» Data Source: azurerm_storage_account_blob_container_sas

Use this data source to obtain a Shared Access Signature (SAS Token) for an existing Storage Account Blob Container.

Shared access signatures allow fine-grained, ephemeral access control to various aspects of an Azure Storage Account Blob Container.

» Example Usage

resource "azurerm_resource_group" "rg" {
  name     = "resourceGroupName"
  location = "westus"
}

resource "azurerm_storage_account" "storage" {
  name                     = "storageaccountname"
  resource_group_name      = "${azurerm_resource_group.rg.name}"
  location                 = "${azurerm_resource_group.rg.location}"
  account_tier             = "Standard"
  account_replication_type = "LRS"
}

resource "azurerm_storage_container" "container" {
  name                  = "mycontainer"
  resource_group_name   = "${azurerm_resource_group.rg.name}"
  storage_account_name  = "${azurerm_storage_account.storage.name}"
  container_access_type = "private"
}

data "azurerm_storage_account_blob_container_sas" "example" {
  connection_string = "${azurerm_storage_account.storage.primary_connection_string}"
  container_name    = "${azurerm_storage_container.container.name}"
  https_only        = true

  ip_address = "168.1.5.65"

  start  = "2018-03-21"
  expiry = "2018-03-21"

  permissions {
    read   = true
    add    = true
    create = false
    write  = false
    delete = true
    list   = true
  }

  cache_control       = "max-age=5"
  content_disposition = "inline"
  content_encoding    = "deflate"
  content_language    = "en-US"
  content_type        = "application/json"
}

output "sas_url_query_string" {
  value = "${data.azurerm_storage_account_blob_container_sas.example.sas}"
}

» Argument Reference

  • connection_string - (Required) The connection string for the storage account to which this SAS applies.
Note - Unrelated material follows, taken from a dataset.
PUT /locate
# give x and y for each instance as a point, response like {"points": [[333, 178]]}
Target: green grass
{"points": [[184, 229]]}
Typically directly from the primary_connection_string attribute of a terraform created azurerm_storage_account resource.

  • container_name - (Required) Name of the container.

  • https_only - (Optional) Only permit https access. If false, both http and https are permitted. Defaults to true.

  • ip_address - (Optional) Single ipv4 address or range (connected with a dash) of ipv4 addresses.

  • start - (Required) The starting time and date of validity of this SAS. Must be a valid ISO-8601 format time/date string.

  • expiry - (Required) The expiration time and date of this SAS. Must be a valid ISO-8601 format time/date string.

  • permissions - (Required) A permissions block as defined below.

  • cache_control - (Optional) The Cache-Control response header that is sent when this SAS token is used.

  • content_disposition - (Optional) The Content-Disposition response header that is sent when this SAS token is used.

  • content_encoding - (Optional) The Content-Encoding response header that is sent when this SAS token is used.

  • content_language - (Optional) The Content-Language response header that is sent when this SAS token is used.

  • content_type - (Optional) The Content-Type response header that is sent when this SAS token is used.


A permissions block contains:

  • read - (Required) Should Read permissions be enabled for this SAS?

  • add - (Required) Should Add permissions be enabled for this SAS?

  • create - (Required) Should Create permissions be enabled for this SAS?

  • write - (Required) Should Write permissions be enabled for this SAS?

  • delete - (Required) Should Delete permissions be enabled for this SAS?

  • list - (Required) Should List permissions be enabled for this SAS?

Refer to the SAS creation reference from Azure for additional details on the fields above.

» Attributes Reference

  • sas - The computed Blob Container Shared Access Signature (SAS).